Canada must ‘close the gap’ on racial representation in live music: report


Industry group calls on Canada to “close the gap” on racial representation in live music.

The Canadian Live Music Association released a report on Wednesday outlining some of the systemic barriers faced by Indigenous, Black or Colored workers.

The report by CLMA and its partners presents the results of an 18-month study consisting of interviews with 40 live music workers and an online survey of 681 respondents conducted from September to October 2021.

The authors say the survey of artists, business owners and other workers cannot be assigned a margin of error, in part because of the lack of pre-existing data on the demographics of the Canadian music industry. live music.
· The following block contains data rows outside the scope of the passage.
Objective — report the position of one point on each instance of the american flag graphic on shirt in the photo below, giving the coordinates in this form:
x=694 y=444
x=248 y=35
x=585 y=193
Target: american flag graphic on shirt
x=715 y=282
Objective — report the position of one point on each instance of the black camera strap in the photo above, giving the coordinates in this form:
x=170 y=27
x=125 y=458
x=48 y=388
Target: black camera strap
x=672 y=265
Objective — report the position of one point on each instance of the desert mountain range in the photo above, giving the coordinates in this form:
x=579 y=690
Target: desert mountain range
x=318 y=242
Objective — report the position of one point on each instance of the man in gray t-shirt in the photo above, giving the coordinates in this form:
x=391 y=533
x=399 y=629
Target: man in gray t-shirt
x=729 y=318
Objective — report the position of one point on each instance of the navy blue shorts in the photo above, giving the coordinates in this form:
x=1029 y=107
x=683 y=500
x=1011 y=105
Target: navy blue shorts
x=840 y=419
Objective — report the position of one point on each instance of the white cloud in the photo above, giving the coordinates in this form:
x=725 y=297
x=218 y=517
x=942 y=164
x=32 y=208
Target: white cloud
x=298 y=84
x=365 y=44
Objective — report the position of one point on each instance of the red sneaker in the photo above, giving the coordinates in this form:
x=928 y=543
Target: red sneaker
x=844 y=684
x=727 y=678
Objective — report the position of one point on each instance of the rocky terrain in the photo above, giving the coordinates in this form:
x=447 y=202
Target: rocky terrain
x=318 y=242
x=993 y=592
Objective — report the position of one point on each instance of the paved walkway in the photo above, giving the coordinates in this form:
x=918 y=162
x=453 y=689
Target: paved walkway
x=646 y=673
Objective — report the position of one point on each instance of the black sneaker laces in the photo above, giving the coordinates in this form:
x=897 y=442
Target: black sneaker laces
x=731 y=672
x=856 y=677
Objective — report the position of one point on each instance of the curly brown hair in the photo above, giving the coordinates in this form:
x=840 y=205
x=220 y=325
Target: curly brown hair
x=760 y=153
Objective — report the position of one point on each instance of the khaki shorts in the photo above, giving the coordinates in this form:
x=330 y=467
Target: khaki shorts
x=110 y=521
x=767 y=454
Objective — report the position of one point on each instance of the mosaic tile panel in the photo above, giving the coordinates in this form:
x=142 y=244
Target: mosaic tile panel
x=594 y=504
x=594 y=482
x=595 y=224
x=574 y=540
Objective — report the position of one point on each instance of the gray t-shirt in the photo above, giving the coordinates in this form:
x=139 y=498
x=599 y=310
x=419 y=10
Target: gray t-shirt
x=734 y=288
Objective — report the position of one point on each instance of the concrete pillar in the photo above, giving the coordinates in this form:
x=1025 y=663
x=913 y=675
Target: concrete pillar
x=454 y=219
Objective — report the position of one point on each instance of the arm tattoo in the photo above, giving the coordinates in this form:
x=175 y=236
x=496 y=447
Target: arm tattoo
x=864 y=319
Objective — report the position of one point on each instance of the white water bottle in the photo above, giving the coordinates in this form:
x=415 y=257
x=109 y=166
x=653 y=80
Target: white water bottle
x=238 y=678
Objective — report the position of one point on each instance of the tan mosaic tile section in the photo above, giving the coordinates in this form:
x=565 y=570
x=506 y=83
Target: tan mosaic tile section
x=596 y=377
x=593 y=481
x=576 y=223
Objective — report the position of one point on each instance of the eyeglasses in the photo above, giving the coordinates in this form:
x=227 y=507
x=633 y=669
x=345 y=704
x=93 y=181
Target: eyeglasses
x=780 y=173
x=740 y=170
They say respondents identified several sources of inequality in the live music industry, including a lack of representation in ‘gatekeeper’ positions such as venue owners, promoters, producers and festival programmers. .

Black participants cited the lack of supportive leadership as a major barrier, while many Indigenous respondents expressed concerns about losing control or ownership of their creative endeavors.

Genre categorization proved to be a double-edged sword, according to the report, with respondents suggesting that designations such as “indigenous music” and “world music” fostered both a sense of belonging and feelings of marginalization and symbolization.

“With this report in hand, we can — all of us — step up and do everything we can to eliminate systemic inequalities in our industry,” CLMA President and CEO Erin Benjamin said in a statement Wednesday.

“This is our community and it is our responsibility to ensure that live music workers (Indigenous, Black and of color) have every opportunity to succeed.”